O anti-catolicismo não se propõe tanto a um combate doutrinal e espiritual, muitos dos seus activistas não conhecem a Igreja e a doutrina católica minimamente, apenas embandeiram por moda ou movidos em massas, ou por revoltas de carácter pessoal e vendetas contra uma infância e educação que de repente se tornava mais “fashionable” criticar ou esquecer. A política e a sociedade fazem o resto, a crise e a invenção de fantasmas acabam por levar ao extremo. Mas porquê? A maior parte dos sequazes não sabe nem quer saber. Não, não é um manifesto nem uma revolta, é uma constatação. Em muitos países existe uma perseguição a minorias católicas.

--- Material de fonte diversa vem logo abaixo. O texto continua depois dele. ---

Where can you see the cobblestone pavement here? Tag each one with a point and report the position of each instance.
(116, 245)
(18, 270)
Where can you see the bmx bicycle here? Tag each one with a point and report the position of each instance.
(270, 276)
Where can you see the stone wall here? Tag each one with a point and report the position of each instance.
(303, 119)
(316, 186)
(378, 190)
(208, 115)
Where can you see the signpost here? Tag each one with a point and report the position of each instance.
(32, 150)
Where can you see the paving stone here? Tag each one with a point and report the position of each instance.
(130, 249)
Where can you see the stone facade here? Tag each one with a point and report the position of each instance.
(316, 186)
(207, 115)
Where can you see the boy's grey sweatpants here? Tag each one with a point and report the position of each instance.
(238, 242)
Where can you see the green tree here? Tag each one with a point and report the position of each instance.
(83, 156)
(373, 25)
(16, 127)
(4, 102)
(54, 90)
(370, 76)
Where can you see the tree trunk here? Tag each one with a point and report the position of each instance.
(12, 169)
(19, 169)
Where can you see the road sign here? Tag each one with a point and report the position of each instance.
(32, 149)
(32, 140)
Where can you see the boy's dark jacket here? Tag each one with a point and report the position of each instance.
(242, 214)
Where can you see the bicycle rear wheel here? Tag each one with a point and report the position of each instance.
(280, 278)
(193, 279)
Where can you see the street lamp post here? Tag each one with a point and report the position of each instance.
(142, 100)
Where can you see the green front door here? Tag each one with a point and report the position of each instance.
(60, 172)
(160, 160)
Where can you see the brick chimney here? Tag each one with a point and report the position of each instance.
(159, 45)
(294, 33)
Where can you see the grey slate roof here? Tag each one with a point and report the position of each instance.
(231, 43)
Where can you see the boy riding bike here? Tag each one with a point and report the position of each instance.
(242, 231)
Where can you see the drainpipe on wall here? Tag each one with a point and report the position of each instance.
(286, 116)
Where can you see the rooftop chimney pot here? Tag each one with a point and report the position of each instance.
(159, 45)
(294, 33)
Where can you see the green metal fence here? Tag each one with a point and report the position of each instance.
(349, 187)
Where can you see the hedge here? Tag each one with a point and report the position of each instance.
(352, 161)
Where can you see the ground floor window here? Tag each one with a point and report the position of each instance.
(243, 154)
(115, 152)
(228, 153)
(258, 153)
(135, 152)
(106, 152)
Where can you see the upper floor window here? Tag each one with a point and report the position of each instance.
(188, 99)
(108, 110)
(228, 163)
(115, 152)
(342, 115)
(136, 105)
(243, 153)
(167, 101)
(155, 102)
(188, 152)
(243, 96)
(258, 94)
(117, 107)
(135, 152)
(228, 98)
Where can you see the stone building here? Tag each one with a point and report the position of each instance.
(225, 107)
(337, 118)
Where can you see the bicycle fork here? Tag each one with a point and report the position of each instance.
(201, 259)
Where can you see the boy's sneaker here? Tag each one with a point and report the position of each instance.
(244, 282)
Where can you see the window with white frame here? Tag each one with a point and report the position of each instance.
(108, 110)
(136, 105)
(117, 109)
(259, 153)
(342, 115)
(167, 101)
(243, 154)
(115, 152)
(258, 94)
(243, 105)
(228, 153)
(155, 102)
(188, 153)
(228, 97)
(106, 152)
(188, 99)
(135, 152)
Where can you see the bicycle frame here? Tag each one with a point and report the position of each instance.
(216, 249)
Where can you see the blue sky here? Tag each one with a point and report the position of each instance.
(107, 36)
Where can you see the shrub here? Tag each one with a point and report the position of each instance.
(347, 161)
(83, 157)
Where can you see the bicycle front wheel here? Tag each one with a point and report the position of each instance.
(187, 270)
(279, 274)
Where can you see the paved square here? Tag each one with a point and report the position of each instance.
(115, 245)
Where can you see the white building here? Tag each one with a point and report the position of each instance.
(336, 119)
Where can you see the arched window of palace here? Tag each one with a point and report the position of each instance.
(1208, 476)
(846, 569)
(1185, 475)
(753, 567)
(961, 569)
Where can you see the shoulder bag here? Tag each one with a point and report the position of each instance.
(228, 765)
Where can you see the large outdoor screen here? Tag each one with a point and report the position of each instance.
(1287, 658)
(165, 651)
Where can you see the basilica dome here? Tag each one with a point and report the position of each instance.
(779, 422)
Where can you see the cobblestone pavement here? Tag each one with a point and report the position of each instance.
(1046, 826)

Ou existiu. Ou também contra a maioria católica, como sucedeu na Europa do Sul e na Irlanda. Ou na forma anticlerical, existem ainda hoje formas de anti-catolicismo. Até contra os leigos, não é apenas contra a hierarquia. Em muitos regimes totalitários e ditatoriais, mas também em muitos regimes democráticos e pluralistas, em muitas nações onde a liberdade e a igualdade são apanágios de civilização e bandeira desfraldada ao vento, há ainda desacertos e pormenores anti-católicos.
Falemos de estigmas, não como os de São Francisco de Assis ou de Santa Catarina de Siena, mas de carácter social, político, laboral, porque se é católico. No mundo ocidental, principalmente. Só recentemente em Inglaterra, por exemplo, se reformulou a lei que proibia que um católico pudesse ser soberano do Reino Unido ou que o soberano se pudesse casar com uma pessoa que professasse a religião católica. Ou um Primeiro-Ministro que só pode assumir a sua fé católica depois de te deixado o cargo? Leis com origens antigas, do tempo do anti-catolicismo de Estado. Será que desapareceu? Cremos que não, embora sob outras denominações de origem ou de sociedade.